I'm using a program (by Microsoft, no less) that generates an extremely large (80MB) XML file. In some cases, this program is known to output malformed XML. Closing tags are missing in much of the file. There is a possibility this could be done with some tool out there, but I'd really like to see if Perl can do this quickly and easily with existing modules.

An example of the malformed XML looks like:

<cc:files> <o:destination><![CDATA[/Documents/some file.pdf]]></o:destinati +on> <y:name><![CDATA[some file.pdf]]></y:name> <r:DenyAccess dt="mv.string"></r:DenyAccess> <o:version> <d:contentclass><![CDATA[urn:content-classes:baseddocument]]> +</d:contentclass> <o:source><![CDATA[\sources\some file.pdf\some file.pdf]]></o +:source> <a:FriendlyVersionID>1.0</a:FriendlyVersionID> <a:owner><![CDATA[SERVER\iusr_server]]></a:owner> <a:CreatedTimeStamp>2/1/2005 6:41:30 PM</a:CreatedTimeStamp> <a:DocumentState>approved</a:DocumentState> <a:IsCurrentVersion>False</a:IsCurrentVersion> </cc:files>
Here, you can see that <o:version> does not have a closing tag. While I do not have a DTD or Schema of this file, I believe I can make the assumption that <o:version> encloses everything up to </cc:files>. This pattern of missing </o:version> tags repeats over and over throughout the XML file for each file that it describes (there are 20,000+ files).
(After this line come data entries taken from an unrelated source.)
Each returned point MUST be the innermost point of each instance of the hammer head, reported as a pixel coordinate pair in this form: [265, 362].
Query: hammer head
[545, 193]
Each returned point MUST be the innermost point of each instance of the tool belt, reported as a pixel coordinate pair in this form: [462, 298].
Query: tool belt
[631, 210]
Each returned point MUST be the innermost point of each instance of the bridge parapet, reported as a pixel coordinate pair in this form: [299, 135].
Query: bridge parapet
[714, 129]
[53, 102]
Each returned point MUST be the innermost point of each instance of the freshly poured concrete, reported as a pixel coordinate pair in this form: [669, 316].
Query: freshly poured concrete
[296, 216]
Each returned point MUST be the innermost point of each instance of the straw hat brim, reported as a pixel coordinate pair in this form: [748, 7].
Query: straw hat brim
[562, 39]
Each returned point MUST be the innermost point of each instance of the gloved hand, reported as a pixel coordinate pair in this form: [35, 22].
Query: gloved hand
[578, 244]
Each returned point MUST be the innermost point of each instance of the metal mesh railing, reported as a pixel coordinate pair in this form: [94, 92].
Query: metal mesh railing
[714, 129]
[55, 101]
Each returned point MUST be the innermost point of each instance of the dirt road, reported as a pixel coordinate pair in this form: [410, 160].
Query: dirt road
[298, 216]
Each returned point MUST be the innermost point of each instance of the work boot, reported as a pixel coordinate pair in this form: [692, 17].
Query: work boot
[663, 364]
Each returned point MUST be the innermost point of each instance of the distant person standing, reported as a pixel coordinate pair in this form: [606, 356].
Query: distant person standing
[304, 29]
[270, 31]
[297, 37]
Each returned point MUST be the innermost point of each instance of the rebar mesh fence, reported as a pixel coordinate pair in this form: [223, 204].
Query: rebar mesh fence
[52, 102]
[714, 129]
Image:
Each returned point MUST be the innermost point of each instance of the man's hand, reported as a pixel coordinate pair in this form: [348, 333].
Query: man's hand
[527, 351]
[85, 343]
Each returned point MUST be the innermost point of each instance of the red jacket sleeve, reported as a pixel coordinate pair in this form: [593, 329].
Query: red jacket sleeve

But, there are some cases in the XML where the </o:version> closing tag does appear where it should. The process needs to determine if the tag is missing. Heck, if any closing tag is missing.

I know XML::LibXML won't like it, because it must be well-formed. I imagine XML::Parser could do this, but I can't really visualize how to do it. Could someone please offer some wisdom?